In another piece, titled 'Empty chair at CHOGM shows India policy hurdle', Greg Sheridan, The Australian's foreign editor wrote: "...We only need to look to India, as the world's most populous democracy, to realize that for all the fashionable dogma about colonialism, the spread of democratic institutions has been beneficial for people in countries where they have been properly administered.

"Despite enormous challenges, India continues to lift millions of people out of poverty as it modernizes its economy and asserts itself as an international power. Just as India represents the greatest weight of the Commonwealth, and perhaps the strongest manifestation of its ideals, so the absence of its Prime Minister, Manmohan Singh, from Perth delivers the sharpest blow to CHOGM."

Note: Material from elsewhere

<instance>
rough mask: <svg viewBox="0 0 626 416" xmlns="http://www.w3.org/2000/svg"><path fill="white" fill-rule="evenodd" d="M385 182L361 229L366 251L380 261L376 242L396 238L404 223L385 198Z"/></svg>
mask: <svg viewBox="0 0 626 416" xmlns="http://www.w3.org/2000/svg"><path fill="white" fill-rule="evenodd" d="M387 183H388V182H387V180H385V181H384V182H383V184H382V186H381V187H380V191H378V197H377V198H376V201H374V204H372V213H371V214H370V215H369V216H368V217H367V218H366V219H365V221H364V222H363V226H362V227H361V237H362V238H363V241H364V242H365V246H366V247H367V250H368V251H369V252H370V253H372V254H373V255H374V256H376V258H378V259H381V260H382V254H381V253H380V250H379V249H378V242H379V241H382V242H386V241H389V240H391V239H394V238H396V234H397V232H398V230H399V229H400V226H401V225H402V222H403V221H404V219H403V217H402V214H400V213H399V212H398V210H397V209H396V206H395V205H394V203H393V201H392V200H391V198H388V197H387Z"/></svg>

He went on to add: "If this summit is to affirm its relevance it must attract engagement from India. Julia Gilard will be privately disappointed at this snub, which cannot be divorced from the pallid state of Australia's broader relationship. Over many decades Australia did not place sufficient emphasis on this relationship. John Howard belatedly recognized this and, after his second visit, in 2006, sought to elevate the bond.

"One important initiative in this process was agreeing to export uranium to India. On coming to power, Kevin Rudd also saw the potential and visited New Delhi. But Labor overturned the export decision because India is not a signatory to the Nuclear Non-Proliferation Treaty. This, together with attacks in Melbourne on Indian students, soured the relationship. The figuratively empty chair in Perth (India has sent its vice-president) emphasizes the urgent need to repair this relationship. Ms Gillard should endorse former South Australia premier Mike Rann's call to change Labor policy on uranium exports."

Noting that "India is a responsible nuclear power and vibrant democracy facing massive energy needs", he said: "The move will help achieve the aim of minimizing global carbon emissions, aside from the benefits in boosting our trade and strategic relationship. Bonding with India should be a top foreign policy priority and should not be held hostage to the Labor Party's feel-good anti-uranium symbolism."

The last Indian prime minister to visit Australia, the media noted, was prime minister Rajiv Gandhi in 1986.

Though media reports say that Vice President Hamid Ansari, who is leading the Indian delegation to CHOGM in Manmohan Singh's absence, will take up the matter of uranium exports in his meeting with Gillard on Sunday, officials say this is not likely.

Indian High Commissioner Sujata Singh told reporters here that "Australia has a stated position on uranium exports... and we will not bring up the matter till that position changes".